Die Abschiebung des Ex-Leibwächters von Al-Kaida-Anführer Osama bin Laden nach Tunesien droht zum juristischen Tauziehen zu werden. Nach dem Gelsenkirchener Gerichtsurteil zur Rückholung des mutmaßlichen Islamisten Sami A. hat die tunesische Justiz die Zuständigkeit für den Abgeschobenen für sich reklamiert. A. sei tunesischer Staatsbürger und seit Januar 2018 wegen Terrorverdachts in Tunesien zur Fahndung ausgeschrieben, sagte der Sprecher der Anti-Terror-Staatsanwaltschaft, Sofiène Sliti in Tunis. "Dieser Fall betrifft die Justiz Tunesiens, das ein souveräner Staat ist", betonte er.

A. sei nach seiner Abschiebung aus Deutschland am Freitag in Untersuchungshaft genommen worden und werde von Anti-Terror-Richtern vernommen, erklärte der Sprecher weiter. Er sei in Tunesien bereits aktenkundig. Der Sprecher betonte, dass seine Äußerungen allein die juristische Seite des Falls beträfen. Zur politischen Frage einer möglichen Rückholung A.s nach Deutschland wollte er sich nicht äußern. Aus tunesischen Regierungskreisen hieß es laut "Bild" allerdings, aufgrund der Vorwürfe sei es kaum vorstellbar, dass Sami A. so einfach nach Deutschland zurück könne.

Das Gelsenkirchener Verwaltungsgericht hatte am Vorabend einen Beschluss zur Rückholung A.s gefasst, weil dessen Abschiebung "grob rechtswidrig" verlaufen sei. Es liege keine "diplomatisch verbindliche Zusicherung der tunesischen Regierung" vor, dass A. in dem nordafrikanischen Land keine Folter drohe, hieß es zur Begründung. Das Flüchtlingsministerium Nordrhein-Westfalens will gegen diesen Beschluss aber zusammen mit der Ausländerbehörde der Stadt Bochum Beschwerde beim Oberverwaltungsgericht einlegen.
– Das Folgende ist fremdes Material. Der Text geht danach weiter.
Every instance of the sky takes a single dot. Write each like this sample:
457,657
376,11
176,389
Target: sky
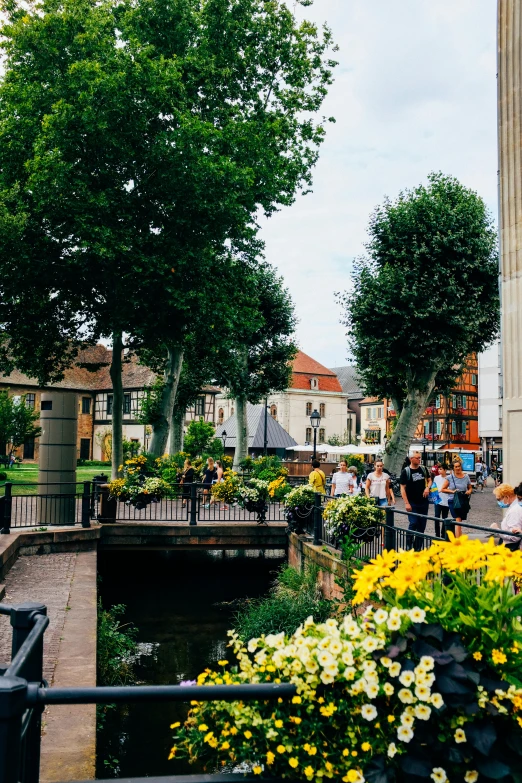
414,92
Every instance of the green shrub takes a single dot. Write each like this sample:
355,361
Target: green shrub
294,597
116,647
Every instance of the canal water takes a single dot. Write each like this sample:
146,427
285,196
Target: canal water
182,604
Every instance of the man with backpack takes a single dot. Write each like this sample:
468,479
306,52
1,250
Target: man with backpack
415,484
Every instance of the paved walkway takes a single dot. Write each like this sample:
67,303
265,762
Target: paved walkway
47,580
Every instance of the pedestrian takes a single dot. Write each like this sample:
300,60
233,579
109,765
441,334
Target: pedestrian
187,479
317,478
341,480
458,487
479,474
441,507
378,485
209,478
415,484
508,497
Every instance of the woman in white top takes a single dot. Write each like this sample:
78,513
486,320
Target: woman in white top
507,498
378,486
341,480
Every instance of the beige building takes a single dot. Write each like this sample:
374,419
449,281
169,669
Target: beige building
314,387
510,189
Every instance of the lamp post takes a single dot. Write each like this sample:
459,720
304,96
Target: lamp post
315,421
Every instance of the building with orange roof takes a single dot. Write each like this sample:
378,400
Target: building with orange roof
313,387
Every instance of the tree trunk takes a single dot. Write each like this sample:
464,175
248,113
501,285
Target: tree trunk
176,431
117,404
160,430
410,416
241,450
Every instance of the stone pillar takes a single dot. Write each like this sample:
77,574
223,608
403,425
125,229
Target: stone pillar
57,458
510,192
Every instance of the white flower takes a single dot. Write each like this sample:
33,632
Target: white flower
404,733
371,690
417,615
368,712
422,712
407,678
369,644
422,692
427,662
380,616
437,700
405,696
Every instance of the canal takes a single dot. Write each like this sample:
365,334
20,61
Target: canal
182,604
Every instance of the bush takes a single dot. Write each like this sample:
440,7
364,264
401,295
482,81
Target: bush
294,597
116,647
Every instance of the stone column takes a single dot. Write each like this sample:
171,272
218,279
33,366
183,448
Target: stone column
510,192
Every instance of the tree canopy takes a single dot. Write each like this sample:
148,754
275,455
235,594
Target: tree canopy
424,298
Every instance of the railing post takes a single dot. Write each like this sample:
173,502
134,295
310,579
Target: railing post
86,504
8,506
193,504
318,519
389,531
13,692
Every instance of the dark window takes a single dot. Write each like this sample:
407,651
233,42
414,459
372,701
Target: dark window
85,447
29,448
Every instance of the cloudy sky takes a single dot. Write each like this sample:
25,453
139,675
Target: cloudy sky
414,92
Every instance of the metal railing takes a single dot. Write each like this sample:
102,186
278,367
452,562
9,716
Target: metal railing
24,695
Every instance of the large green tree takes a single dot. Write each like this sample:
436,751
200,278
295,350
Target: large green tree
137,139
424,298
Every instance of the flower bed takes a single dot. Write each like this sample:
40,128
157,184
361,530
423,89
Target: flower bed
425,687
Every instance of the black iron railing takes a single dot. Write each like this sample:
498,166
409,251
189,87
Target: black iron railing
24,695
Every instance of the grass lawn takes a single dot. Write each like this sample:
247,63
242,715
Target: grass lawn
28,474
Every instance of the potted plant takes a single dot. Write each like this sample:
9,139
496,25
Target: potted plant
253,497
356,516
299,504
425,688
"Er muss mit Visum zurück"

Die Anwältin von Sami A. sieht keine Gründe, die gegen eine Rückkehr nach Deutschland sprechen. Sobald Sami A. in Tunesien freigelassen werde, müsse die Deutsche Botschaft ihm ein Visum zur Rückkehr nach Deutschland ausstellen, sagte Anwältin Seda Basay-Yildiz. Das Gericht habe in seiner Entscheidung deutlich gemacht, dass die Erteilung eines Visums zur Rückkehr nach Deutschland ein praktikabler Weg sei, betonte die Anwältin. Sami A. könne dann bei der Ausländerbehörde vorstellig werden. "Nach meiner Erkenntnis gibt es kein Verfahren gegen meinen Mandanten, sobald er in Tunesien wieder frei ist, muss das so passieren."
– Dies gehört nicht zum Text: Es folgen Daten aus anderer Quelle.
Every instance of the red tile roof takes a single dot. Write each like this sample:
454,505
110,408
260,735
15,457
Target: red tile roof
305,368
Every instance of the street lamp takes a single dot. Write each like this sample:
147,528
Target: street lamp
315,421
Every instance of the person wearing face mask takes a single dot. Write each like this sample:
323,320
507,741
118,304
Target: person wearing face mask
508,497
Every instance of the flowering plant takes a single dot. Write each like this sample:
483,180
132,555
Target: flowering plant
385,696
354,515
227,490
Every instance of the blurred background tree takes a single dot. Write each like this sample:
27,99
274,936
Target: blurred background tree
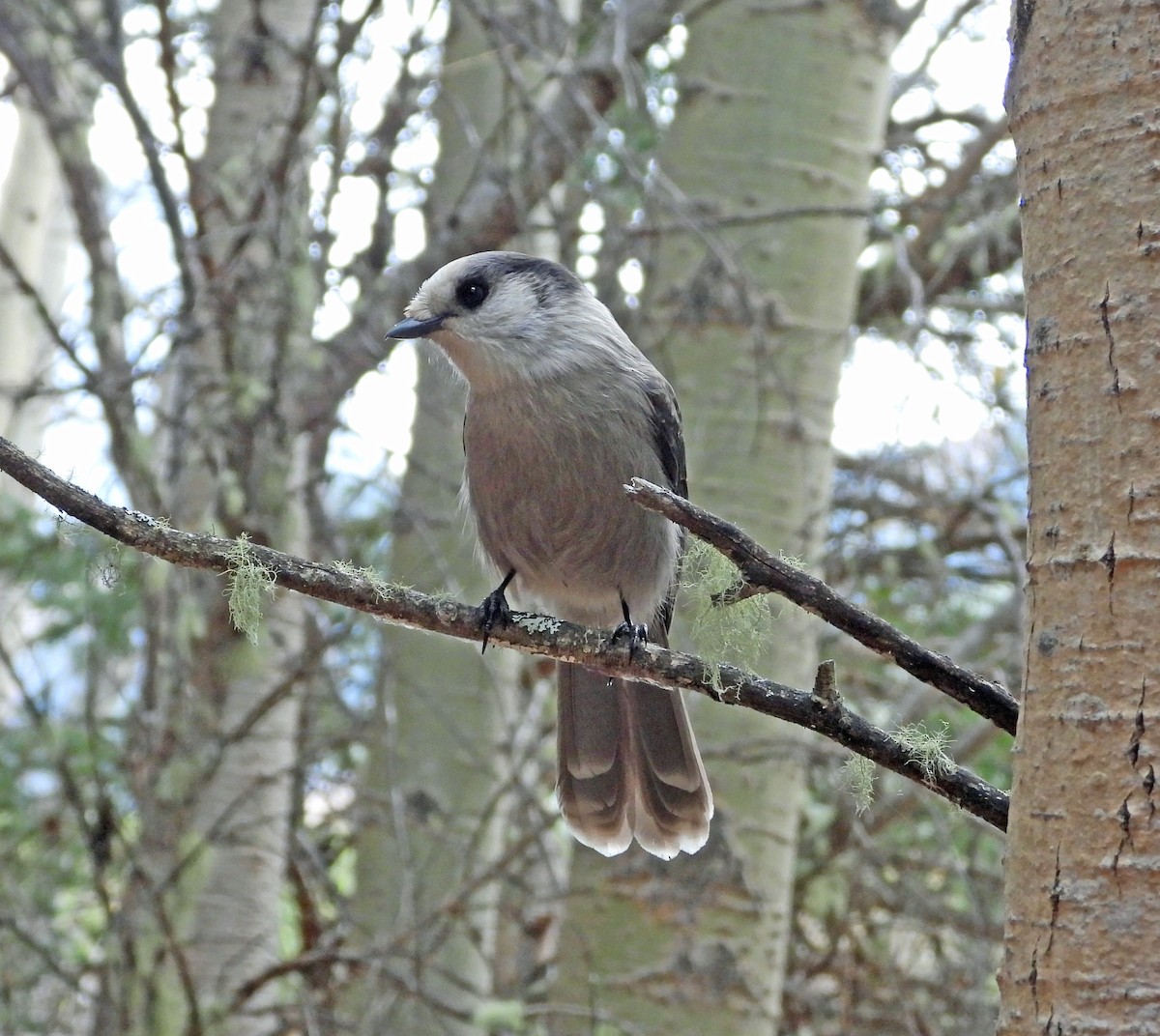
347,827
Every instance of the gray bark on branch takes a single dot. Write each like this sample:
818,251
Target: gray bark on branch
534,635
765,572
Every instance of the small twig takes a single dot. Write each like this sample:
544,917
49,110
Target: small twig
554,638
765,572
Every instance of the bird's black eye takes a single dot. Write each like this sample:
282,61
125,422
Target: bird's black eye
471,293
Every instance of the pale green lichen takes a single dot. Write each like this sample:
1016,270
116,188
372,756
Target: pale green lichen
858,775
928,747
732,632
537,623
248,583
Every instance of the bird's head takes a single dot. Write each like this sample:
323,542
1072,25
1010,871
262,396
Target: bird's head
503,316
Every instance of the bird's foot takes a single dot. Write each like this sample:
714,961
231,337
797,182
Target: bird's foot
494,611
636,632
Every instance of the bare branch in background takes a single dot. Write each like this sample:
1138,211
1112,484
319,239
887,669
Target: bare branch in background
825,713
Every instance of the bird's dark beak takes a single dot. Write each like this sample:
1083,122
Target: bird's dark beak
416,329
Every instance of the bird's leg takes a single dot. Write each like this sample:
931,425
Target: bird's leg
637,632
494,611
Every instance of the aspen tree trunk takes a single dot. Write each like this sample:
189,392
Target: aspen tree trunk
216,823
749,314
35,233
429,800
1084,850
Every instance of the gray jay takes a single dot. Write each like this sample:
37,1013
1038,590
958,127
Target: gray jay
562,411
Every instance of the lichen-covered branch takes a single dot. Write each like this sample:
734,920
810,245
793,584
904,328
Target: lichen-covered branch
765,572
341,585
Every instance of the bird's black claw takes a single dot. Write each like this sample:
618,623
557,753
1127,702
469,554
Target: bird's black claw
494,612
636,632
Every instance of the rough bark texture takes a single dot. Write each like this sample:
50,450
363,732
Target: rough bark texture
1084,854
748,314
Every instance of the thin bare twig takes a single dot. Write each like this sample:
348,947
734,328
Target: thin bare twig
765,572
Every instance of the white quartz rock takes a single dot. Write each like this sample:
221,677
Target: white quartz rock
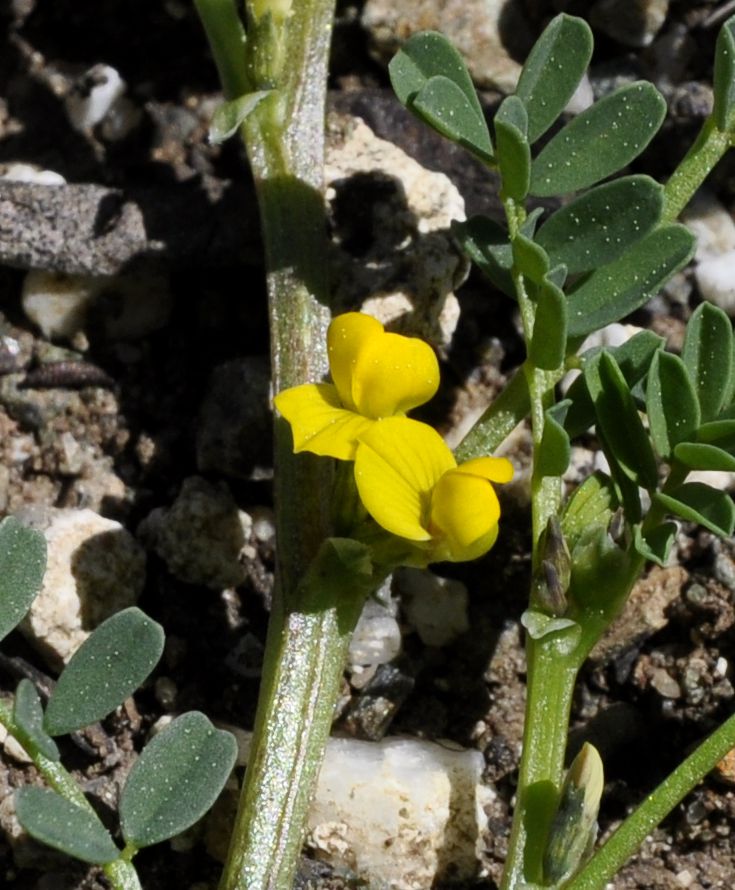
94,569
399,812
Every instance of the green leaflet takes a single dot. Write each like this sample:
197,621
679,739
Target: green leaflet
699,456
108,667
553,70
600,141
723,111
671,403
548,344
618,419
513,150
22,564
708,357
58,823
487,246
633,358
28,717
614,291
453,112
702,504
176,779
445,107
600,225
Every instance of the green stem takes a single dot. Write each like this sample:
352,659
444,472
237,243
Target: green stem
619,848
121,873
550,685
305,649
709,146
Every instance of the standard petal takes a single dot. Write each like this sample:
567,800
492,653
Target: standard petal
397,465
318,422
346,337
464,515
496,469
393,374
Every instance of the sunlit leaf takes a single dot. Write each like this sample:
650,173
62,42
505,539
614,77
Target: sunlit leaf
600,141
553,70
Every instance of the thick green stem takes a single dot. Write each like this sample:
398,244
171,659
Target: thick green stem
305,650
619,848
550,685
709,146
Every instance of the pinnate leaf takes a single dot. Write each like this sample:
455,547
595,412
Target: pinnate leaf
58,823
708,356
600,225
176,779
723,111
600,141
702,504
671,403
553,70
22,564
513,150
108,667
614,291
28,718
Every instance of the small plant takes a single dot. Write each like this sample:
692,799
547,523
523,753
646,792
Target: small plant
178,775
398,496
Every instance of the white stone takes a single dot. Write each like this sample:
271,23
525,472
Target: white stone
435,607
377,637
398,812
407,276
91,99
130,306
201,536
94,569
19,171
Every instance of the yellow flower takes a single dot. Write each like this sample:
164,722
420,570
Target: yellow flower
410,483
375,374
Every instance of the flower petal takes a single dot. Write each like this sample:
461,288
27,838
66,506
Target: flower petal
393,374
346,337
318,422
397,465
495,469
464,513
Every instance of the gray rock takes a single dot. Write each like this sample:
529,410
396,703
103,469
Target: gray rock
201,536
234,432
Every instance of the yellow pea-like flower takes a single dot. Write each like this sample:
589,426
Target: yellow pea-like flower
376,375
410,483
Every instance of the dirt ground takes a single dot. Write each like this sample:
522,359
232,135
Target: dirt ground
134,406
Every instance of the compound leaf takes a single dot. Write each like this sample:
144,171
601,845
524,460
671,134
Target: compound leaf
708,356
702,504
22,564
108,667
487,246
58,823
176,779
600,225
723,111
553,70
600,141
28,718
614,291
671,403
445,107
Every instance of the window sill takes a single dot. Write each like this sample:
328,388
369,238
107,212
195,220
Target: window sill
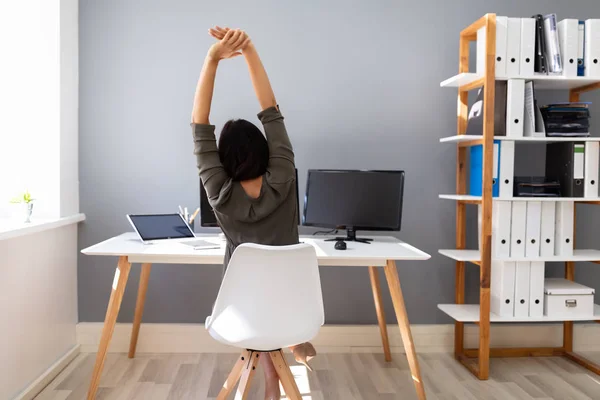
10,229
Erst am Freitagmorgen war Sami A. in seine Heimat Tunesien abgeschoben worden. Er lebte seit Jahren mit Frau und Kindern in Bochum. 1997 war er zum Studium nach Deutschland gekommen. Im Jahr 2000 soll A. eine militärische Ausbildung in einem Lager der Al-Kaida in Afghanistan erhalten und zeitweise zur Leibgarde von Osama bin Laden gehört haben. Anschließend soll er sich in Deutschland als salafistischer Prediger betätigt haben. Der Tunesier hat diese Vorwürfe stets bestritten. Die Bundesanwaltschaft hatte laut Gericht gegen ihn ein strafrechtliches Ermittlungsverfahren eingeleitet, aber mangels hinreichenden Tatverdachts wieder eingestellt.